- The Washington Times - Thursday, February 9, 2017

The Daily Mail has been all but banned from Wikipedia after its editors decried the British tabloid Wednesday as “generally unreliable” and advised against using it as a reference.

Wikipedia’s volunteer editors agreed by consensus that the Daily Mail should be “generally prohibited” as a reference on Wikipedia, “especially when other more reliable sources exist,” they said in a statement.

The Daily Mail “should not be used for determining notability, nor should it be used as a source in articles,” the editors said Wednesday. “An edit filter should be put in place going forward to warn editors attempting to use the Daily Mail as a reference.”

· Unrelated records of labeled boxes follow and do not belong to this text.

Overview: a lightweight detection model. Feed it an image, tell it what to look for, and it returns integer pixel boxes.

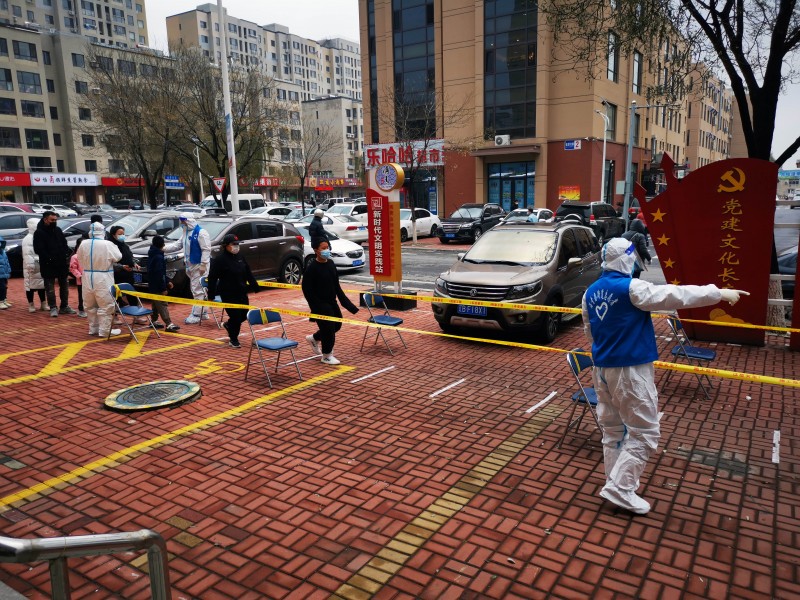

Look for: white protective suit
[582,238,746,514]
[77,223,122,337]
[180,213,211,324]
[22,219,44,292]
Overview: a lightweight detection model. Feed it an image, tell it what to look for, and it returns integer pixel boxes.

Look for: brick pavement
[0,279,800,598]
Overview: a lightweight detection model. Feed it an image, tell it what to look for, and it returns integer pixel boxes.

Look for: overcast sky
[145,0,800,169]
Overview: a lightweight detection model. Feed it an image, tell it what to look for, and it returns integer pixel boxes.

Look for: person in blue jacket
[582,238,747,514]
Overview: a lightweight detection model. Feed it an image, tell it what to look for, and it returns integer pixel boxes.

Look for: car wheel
[281,258,303,284]
[538,302,561,344]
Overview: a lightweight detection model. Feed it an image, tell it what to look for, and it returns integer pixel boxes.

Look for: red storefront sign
[0,173,31,187]
[637,155,778,345]
[100,177,145,187]
[367,189,403,281]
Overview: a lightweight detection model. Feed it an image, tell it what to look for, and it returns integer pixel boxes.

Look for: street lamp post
[192,138,206,204]
[594,110,611,202]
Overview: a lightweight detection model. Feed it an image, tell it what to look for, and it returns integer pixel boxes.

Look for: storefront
[487,161,536,211]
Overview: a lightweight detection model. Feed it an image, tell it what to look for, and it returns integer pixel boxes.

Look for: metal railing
[0,529,169,600]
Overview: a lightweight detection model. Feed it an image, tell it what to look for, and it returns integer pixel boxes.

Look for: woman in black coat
[208,233,258,348]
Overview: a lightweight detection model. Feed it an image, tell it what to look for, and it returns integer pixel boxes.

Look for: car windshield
[450,206,483,219]
[463,228,558,265]
[106,215,152,234]
[166,221,231,241]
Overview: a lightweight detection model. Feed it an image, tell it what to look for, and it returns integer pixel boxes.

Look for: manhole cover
[105,379,201,410]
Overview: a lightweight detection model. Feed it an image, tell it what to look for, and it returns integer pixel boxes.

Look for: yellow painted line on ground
[0,332,222,387]
[0,366,355,512]
[330,407,565,600]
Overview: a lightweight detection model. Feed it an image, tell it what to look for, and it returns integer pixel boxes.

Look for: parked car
[297,214,369,244]
[556,200,625,246]
[297,226,364,271]
[500,208,555,223]
[132,215,303,295]
[325,202,369,223]
[436,204,506,244]
[247,203,292,220]
[0,202,33,213]
[106,210,181,246]
[432,220,601,343]
[400,208,442,242]
[778,250,797,298]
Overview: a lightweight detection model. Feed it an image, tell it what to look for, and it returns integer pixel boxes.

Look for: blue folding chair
[556,348,603,448]
[361,292,408,356]
[244,308,303,387]
[200,277,225,329]
[111,283,161,344]
[664,315,717,400]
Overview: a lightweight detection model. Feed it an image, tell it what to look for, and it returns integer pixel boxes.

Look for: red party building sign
[636,155,778,345]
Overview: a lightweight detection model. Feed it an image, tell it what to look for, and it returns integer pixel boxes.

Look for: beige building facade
[359,0,732,213]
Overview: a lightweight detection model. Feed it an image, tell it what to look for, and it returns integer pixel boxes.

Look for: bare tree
[534,0,800,165]
[378,85,482,243]
[282,122,342,210]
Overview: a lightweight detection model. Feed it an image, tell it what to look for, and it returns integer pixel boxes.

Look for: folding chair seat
[108,283,161,344]
[244,308,303,387]
[664,315,717,400]
[361,292,408,356]
[200,277,225,329]
[556,348,603,448]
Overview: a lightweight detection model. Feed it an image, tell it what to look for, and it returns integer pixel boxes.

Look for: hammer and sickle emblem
[717,167,747,193]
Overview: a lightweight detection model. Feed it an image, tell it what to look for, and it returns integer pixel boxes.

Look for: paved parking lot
[0,279,800,598]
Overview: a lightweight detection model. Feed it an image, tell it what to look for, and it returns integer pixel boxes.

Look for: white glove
[719,289,750,306]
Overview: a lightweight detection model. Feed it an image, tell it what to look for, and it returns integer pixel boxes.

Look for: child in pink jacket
[69,238,86,318]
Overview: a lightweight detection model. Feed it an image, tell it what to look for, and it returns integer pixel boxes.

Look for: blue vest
[586,271,658,367]
[184,225,203,265]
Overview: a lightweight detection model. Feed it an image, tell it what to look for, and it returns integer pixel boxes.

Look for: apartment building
[359,0,732,212]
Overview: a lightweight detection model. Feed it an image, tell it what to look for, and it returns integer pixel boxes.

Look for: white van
[200,194,266,213]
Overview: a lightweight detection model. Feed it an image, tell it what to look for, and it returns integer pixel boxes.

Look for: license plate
[456,304,489,317]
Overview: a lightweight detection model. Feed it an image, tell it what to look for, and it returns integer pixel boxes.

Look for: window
[25,129,50,150]
[606,102,617,140]
[13,40,39,62]
[633,50,642,94]
[0,98,17,115]
[607,31,619,82]
[17,71,42,94]
[0,127,22,148]
[0,69,14,92]
[28,156,53,171]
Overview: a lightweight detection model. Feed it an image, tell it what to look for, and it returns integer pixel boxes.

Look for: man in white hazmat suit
[179,213,211,325]
[582,238,747,514]
[77,223,122,337]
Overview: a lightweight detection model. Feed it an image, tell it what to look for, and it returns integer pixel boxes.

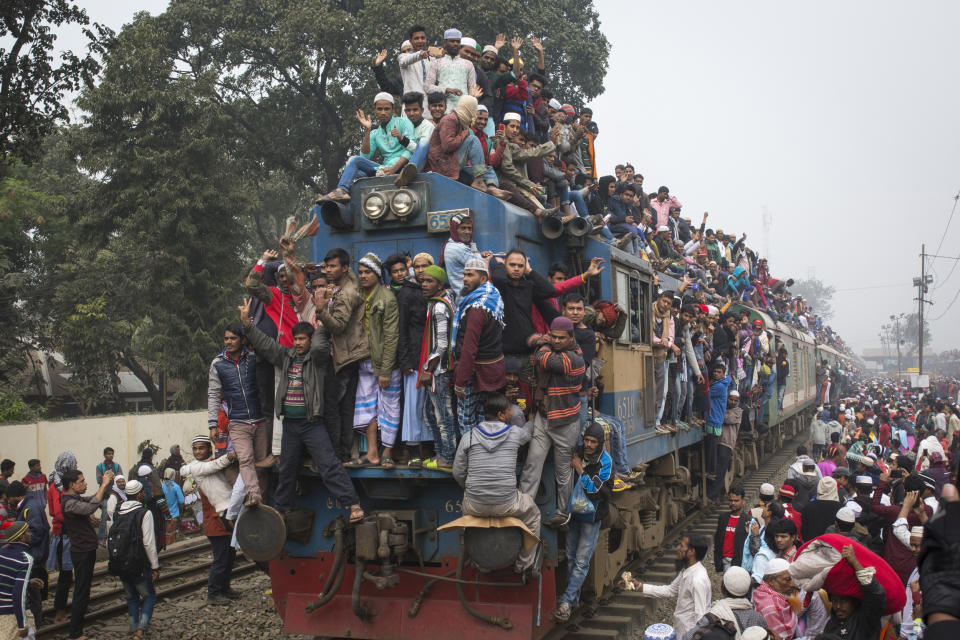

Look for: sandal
[350,504,367,524]
[343,456,377,469]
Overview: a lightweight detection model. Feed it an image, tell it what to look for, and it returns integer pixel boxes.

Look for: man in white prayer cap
[424,29,477,113]
[318,91,415,202]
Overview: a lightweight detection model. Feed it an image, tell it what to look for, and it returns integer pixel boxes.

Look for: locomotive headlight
[390,189,420,218]
[362,192,387,220]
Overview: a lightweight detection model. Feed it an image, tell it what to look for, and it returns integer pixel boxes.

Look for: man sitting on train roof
[320,91,416,202]
[453,393,540,573]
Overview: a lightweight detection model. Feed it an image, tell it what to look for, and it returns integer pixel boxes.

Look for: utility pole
[913,244,933,375]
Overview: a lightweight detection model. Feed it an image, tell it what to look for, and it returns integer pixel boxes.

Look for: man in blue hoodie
[703,362,733,482]
[453,393,540,573]
[553,422,613,622]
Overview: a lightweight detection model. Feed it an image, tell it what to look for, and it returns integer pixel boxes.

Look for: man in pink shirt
[650,187,683,229]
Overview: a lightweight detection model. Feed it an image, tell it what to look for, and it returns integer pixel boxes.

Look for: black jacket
[396,278,427,372]
[492,262,557,355]
[713,510,750,573]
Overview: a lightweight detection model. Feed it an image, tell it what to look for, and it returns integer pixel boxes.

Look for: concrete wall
[0,411,207,485]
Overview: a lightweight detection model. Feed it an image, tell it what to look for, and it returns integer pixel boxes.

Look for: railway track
[546,430,806,640]
[37,538,256,638]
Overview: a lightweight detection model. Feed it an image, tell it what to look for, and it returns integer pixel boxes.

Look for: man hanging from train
[313,247,370,462]
[552,420,613,622]
[240,298,363,522]
[450,258,506,434]
[318,91,414,202]
[347,253,401,469]
[453,393,540,573]
[490,249,559,386]
[520,316,580,527]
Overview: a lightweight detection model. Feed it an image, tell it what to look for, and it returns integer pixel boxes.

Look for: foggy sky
[50,0,960,353]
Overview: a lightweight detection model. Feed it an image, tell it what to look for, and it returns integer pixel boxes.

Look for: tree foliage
[0,0,110,165]
[790,278,837,320]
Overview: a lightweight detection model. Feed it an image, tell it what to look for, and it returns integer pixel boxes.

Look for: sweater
[453,420,533,505]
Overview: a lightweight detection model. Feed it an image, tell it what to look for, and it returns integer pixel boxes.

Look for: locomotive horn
[320,200,353,229]
[540,216,563,240]
[567,216,593,238]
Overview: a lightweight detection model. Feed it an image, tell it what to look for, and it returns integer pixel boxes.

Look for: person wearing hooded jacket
[453,393,540,572]
[554,421,613,622]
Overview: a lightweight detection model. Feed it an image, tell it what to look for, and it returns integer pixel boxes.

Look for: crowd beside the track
[0,26,951,640]
[624,379,960,640]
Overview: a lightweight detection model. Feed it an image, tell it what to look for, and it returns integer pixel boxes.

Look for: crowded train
[0,20,960,640]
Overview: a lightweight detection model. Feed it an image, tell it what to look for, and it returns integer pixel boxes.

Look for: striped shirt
[0,542,33,629]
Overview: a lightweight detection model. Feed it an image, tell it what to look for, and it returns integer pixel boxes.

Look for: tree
[790,278,837,320]
[0,0,111,172]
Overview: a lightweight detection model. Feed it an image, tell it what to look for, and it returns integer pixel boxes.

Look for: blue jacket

The decision to effectively label the outlet as illegitimate was spurred by a discussion started online last month by an editor who called the tabloid “trash, pure and simple.” Other contributors then spent weeks offering arguments “centred [sic] on the Daily Mail’s reputation for poor fact checking, sensationalism and flat-out fabrication,” before deciding to ban the outlet as a reference except when unavoidable, they said Wednesday.

Wikipedia’s parent group, the nonprofit Wikimedia Foundation, acknowledged the volunteer editor’s decision to censor the outlet in a statement of its own Wednesday.

“This means that the Daily Mail will generally not be referenced as a ’reliable source’ on English Wikipedia, and volunteer editors are encouraged to change existing citations to the Daily Mail to another source deemed reliable by the community. This is consistent with how Wikipedia editors evaluate and use media outlets in general — with common sense and caution,” the foundation said in a statement, according to The Guardian.

The editors’ decision “will affect some 12,000 links” Wikimedia U.K.’s Lucy Crompton-Reid told The Huffington Post, “but obviously they won’t be changed overnight.”

Taking action against the Daily Mail has been debated by Wikipedia’s editors in the past, and the tabloid’s reputation for publishing false and misleading articles is widely documented alongside its history for spurring libel suits and other litigation on account of its content. Reputation aside, the longstanding outlet remains one of the world’s most well-read websites, boasting upwards of 69.5 million unique visitors during November 2016, according to analytics firm comScore.

The Daily Mail did not immediately comment publicly on the editors’ action.